Interoperability Benefits Everyone, So Everyone Should Get Behind It
Research firm Gartner has predicted that by 2025—now less than two years away—at least 75 percent of U.S. households will have at least one smart speaker. I’m proud to say that I’m ahead of the curve. In my living room, I have had for almost two years now an Amazon Echo Dot with the Alexa virtual assistant. I use it to make phone calls, set reminders, listen to music, place and track orders on Amazon, ask questions, make weekend plans, build shopping lists, and receive sports, news, and weather updates.
I also have an iPhone with Apple’s Siri, which I use for too many tasks to list here.
And in my car, I have Honda’s voice assistant, which I access through a button on my steering wheel to make and receive phone calls, adjust the temperature in the car, and play the radio.
I could certainly do a lot more tasks with these systems. I haven’t done some of them because I’ve been hesitant to turn over some of my most personal or financial information to these systems out of an abundance of caution. The speech capabilities in each of them are very good, but ongoing recognition errors have prevented me from doing some other tasks. And then there are domain-specific restraints as well. In the car, for example, I prefer to keep my eyes and ears on the road, and so I wouldn’t want to book an airline trip while driving. I also would be reluctant to conduct a complex financial transaction on my phone while riding on a crowded city bus or subway car.

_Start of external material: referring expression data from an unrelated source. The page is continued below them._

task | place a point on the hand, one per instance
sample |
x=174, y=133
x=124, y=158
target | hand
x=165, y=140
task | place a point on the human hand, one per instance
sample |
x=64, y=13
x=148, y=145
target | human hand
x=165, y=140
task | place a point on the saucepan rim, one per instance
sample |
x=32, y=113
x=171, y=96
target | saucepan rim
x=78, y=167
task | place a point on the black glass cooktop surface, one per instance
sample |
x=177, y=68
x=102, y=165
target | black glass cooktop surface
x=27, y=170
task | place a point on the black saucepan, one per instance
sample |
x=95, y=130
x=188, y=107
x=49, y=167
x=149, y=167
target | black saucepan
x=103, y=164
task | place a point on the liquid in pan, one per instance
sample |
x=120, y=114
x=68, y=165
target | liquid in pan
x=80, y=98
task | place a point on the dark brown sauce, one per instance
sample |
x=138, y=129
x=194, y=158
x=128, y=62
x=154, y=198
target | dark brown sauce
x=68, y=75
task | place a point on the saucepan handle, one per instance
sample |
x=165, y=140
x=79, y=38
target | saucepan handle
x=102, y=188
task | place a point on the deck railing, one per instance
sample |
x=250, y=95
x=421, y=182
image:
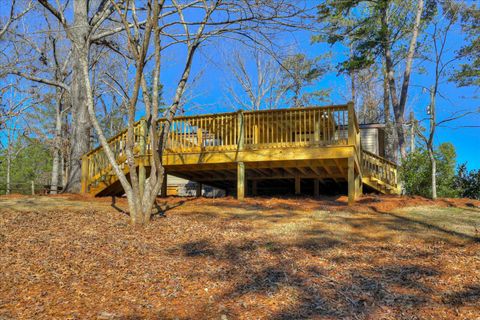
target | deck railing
x=379, y=168
x=300, y=127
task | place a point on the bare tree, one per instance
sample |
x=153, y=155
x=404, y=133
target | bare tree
x=211, y=19
x=439, y=37
x=257, y=88
x=13, y=16
x=399, y=101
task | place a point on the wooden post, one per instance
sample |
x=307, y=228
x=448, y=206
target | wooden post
x=200, y=137
x=352, y=181
x=297, y=185
x=142, y=173
x=240, y=130
x=240, y=180
x=198, y=190
x=85, y=177
x=317, y=128
x=351, y=123
x=254, y=187
x=316, y=188
x=163, y=192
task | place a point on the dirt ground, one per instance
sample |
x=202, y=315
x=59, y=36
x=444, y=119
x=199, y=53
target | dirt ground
x=72, y=257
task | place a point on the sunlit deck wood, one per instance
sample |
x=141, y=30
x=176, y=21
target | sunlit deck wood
x=231, y=150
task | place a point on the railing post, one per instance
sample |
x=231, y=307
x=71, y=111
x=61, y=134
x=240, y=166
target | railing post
x=351, y=123
x=240, y=129
x=85, y=177
x=240, y=180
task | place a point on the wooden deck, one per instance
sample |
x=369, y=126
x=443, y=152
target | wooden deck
x=302, y=148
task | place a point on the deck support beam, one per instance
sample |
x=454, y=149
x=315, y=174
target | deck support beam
x=297, y=185
x=316, y=188
x=254, y=187
x=198, y=190
x=353, y=181
x=163, y=191
x=240, y=180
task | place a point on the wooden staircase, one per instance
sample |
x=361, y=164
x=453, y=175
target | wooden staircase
x=379, y=173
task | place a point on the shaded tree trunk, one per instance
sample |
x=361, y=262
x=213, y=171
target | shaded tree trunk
x=57, y=145
x=399, y=104
x=81, y=127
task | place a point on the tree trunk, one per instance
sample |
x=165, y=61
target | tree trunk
x=80, y=140
x=57, y=146
x=433, y=162
x=398, y=104
x=9, y=164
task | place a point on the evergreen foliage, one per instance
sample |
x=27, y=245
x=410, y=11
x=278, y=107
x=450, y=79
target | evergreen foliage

And yet one other hindrance is the development environments and architectures behind each of these systems. In some contexts, I’d love it if I could start a transaction on my iPhone when I’m out and about and then continue where I left off on my Echo Dot when I get home, but those kinds of handoffs are largely impossible right now. Each system provider and speech application developer has created its own application programming interfaces (APIs) and erected walled gardens around those APIs, limiting access to resources outside of their tightly controlled ecosystems.
As our cover story, “Industry-Standard Speech Application Building Blocks Take Shape,” points out, much more is possible, but only if the development process becomes easier and interoperability becomes more of a reality.

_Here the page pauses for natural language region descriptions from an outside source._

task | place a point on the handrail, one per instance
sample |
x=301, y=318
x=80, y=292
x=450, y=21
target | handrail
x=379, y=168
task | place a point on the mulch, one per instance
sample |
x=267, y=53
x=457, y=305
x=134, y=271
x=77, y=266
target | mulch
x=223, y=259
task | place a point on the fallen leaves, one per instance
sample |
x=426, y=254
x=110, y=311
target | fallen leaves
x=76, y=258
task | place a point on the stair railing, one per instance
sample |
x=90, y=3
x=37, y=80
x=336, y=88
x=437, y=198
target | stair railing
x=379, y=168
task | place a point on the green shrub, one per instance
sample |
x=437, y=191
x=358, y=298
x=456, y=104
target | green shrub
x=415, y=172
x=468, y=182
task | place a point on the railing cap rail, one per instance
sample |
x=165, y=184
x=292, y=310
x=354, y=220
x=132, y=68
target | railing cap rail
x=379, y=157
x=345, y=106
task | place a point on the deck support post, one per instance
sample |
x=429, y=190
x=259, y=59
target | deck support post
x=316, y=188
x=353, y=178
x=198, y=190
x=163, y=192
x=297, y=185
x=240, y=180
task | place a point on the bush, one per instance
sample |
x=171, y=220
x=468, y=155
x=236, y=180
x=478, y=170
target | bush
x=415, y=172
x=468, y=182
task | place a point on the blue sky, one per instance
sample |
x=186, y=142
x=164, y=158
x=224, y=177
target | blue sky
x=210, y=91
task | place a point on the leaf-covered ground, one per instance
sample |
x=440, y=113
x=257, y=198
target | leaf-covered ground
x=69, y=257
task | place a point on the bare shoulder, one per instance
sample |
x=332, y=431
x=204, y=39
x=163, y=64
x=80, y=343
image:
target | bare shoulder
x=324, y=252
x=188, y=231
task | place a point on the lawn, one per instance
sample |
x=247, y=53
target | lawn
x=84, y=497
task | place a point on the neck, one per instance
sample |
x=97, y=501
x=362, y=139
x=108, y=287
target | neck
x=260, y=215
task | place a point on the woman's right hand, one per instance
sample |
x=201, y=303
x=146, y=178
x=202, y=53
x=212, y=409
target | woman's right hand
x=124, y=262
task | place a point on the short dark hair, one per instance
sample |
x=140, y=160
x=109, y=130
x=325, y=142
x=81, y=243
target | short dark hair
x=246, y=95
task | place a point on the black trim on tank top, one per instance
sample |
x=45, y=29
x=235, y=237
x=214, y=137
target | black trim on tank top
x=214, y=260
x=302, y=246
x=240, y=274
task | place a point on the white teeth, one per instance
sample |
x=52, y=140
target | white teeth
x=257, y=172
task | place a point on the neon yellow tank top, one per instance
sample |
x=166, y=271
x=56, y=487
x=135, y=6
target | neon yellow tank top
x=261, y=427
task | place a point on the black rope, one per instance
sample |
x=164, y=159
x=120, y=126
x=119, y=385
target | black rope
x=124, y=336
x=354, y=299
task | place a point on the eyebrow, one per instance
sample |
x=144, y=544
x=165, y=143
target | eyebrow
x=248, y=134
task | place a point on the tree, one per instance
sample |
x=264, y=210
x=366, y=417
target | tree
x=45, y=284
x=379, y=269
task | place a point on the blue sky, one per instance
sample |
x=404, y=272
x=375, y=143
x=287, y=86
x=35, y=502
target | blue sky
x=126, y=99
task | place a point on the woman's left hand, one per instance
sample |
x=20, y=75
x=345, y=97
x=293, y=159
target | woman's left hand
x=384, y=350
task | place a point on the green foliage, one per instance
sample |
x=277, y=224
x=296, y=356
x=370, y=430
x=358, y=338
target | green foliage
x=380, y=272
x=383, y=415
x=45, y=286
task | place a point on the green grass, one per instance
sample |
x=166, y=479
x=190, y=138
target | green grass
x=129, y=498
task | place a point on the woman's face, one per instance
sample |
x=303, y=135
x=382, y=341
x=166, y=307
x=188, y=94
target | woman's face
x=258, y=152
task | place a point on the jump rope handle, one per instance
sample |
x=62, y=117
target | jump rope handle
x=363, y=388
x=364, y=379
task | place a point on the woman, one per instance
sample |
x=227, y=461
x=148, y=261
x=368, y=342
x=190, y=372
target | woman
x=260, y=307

While the need to improve interoperability is clear, a lot of work must be done to forge a comprehensive set of standards, the article asserts. It also notes that despite the daunting challenge, vendors, ad hoc consortiums, and academic institutions are trying to fill the many voids.

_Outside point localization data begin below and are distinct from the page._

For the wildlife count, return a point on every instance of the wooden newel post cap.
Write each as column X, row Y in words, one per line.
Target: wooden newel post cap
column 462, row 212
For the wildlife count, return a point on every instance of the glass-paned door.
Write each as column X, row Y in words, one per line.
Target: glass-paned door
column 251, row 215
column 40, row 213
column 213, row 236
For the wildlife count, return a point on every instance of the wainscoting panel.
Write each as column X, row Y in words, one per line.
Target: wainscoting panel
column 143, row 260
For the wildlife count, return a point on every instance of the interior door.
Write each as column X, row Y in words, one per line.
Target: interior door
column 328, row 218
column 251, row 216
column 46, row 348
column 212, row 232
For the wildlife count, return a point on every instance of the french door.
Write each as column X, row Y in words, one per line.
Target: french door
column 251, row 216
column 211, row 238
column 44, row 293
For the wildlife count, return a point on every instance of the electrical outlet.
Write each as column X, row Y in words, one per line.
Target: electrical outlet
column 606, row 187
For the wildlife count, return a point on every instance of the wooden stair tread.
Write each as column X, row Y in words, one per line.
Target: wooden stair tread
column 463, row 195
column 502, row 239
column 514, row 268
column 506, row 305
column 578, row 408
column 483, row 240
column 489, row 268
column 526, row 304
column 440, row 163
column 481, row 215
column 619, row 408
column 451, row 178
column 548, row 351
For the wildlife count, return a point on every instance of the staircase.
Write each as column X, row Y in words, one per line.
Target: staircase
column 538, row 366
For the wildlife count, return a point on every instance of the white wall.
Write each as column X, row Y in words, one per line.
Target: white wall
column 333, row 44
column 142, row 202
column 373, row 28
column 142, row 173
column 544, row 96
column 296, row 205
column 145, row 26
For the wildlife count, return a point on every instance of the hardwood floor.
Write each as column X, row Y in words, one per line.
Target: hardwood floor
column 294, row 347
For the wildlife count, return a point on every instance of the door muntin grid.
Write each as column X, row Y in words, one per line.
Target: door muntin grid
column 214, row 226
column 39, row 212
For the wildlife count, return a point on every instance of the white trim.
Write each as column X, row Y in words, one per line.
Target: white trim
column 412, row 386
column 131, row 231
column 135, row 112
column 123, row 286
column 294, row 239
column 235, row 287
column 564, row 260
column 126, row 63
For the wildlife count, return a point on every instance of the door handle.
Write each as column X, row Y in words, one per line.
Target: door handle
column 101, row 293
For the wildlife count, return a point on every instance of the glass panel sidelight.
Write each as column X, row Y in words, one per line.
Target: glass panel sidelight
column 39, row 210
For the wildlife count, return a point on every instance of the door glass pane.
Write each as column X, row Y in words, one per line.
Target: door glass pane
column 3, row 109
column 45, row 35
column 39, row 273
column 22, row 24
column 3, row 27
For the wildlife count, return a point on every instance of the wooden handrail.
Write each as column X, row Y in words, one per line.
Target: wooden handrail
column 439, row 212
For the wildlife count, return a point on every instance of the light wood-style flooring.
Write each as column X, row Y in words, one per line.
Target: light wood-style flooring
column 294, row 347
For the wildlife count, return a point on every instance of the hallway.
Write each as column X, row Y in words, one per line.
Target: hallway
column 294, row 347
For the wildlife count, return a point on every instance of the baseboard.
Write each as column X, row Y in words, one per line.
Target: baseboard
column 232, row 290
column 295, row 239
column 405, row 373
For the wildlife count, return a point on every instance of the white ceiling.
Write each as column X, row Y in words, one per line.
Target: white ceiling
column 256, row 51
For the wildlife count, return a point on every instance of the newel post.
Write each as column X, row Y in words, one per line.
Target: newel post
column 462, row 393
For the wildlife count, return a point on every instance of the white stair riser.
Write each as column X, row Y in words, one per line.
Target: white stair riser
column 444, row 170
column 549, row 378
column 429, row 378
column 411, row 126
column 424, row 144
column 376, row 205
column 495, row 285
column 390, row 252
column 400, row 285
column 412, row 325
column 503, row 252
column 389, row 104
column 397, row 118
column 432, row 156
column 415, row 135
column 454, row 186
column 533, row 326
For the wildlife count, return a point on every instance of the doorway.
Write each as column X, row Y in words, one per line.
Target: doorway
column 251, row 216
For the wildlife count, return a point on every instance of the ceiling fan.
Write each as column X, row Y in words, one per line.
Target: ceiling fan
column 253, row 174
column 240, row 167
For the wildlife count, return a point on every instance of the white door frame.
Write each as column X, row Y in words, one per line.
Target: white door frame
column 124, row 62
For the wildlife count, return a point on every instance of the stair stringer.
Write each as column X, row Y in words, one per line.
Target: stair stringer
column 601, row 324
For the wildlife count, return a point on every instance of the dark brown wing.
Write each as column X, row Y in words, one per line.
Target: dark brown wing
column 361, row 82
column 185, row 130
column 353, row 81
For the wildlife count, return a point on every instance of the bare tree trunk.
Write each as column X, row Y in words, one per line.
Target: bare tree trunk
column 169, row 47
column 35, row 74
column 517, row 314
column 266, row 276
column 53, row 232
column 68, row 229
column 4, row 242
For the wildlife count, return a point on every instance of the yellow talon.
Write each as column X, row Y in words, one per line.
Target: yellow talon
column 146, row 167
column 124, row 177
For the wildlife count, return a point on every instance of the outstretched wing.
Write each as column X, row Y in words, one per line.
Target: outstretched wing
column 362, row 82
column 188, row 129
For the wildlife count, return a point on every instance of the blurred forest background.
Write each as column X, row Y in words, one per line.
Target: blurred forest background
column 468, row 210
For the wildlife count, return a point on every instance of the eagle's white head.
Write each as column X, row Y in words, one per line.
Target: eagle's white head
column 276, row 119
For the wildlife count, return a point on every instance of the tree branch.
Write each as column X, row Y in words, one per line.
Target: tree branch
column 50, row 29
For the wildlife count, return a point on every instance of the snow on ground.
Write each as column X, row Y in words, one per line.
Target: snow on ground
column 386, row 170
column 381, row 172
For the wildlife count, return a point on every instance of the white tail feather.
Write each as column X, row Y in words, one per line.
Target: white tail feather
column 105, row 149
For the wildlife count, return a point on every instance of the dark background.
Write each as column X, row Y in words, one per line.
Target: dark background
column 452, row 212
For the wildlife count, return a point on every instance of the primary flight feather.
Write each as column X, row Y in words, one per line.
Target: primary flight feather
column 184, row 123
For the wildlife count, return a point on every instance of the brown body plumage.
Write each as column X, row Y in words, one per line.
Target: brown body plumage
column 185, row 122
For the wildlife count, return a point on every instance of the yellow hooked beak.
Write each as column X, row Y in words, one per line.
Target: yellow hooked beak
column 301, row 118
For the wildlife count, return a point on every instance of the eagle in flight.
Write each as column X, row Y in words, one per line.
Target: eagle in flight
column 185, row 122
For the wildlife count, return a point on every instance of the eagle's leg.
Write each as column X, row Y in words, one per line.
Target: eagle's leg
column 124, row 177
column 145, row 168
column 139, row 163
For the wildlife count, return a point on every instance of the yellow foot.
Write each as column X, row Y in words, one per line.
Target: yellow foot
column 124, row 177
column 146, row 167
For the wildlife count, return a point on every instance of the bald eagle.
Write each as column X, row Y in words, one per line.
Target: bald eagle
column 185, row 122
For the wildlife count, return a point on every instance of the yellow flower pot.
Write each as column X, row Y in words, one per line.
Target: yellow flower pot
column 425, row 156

Already we are starting to see quite a bit of progress. The article singles out Amazon for extending its ecosystem and enhancing its architecture so the same software can run on Alexa as well as other home assistants. Other organizations, like the World Wide Web Consortium and the Open Voice Network, have taken a lead role in these efforts, but where is the rest of the industry? Why haven’t other platform providers, speech tech application developers, mobile service providers, and others jumped on board yet? Interoperability would benefit everyone, and so everyone should get behind it.
The upsides for the industry are huge. They would include the ability for users to gain access to more sources, more ideas, and more content; expanded opportunities for internal and external innovators to develop new products and services; quicker time to market, as developers will be able to build once and use everywhere; and greater vendor choice for best-of-breed and partner components. Additionally, with interoperability, development costs will come down and the pace of innovation will go up.
Businesses, consumers, and third-party application developers have expressed the desire for more freedom and flexibility. We just need the rest of the industry to come together to make it happen.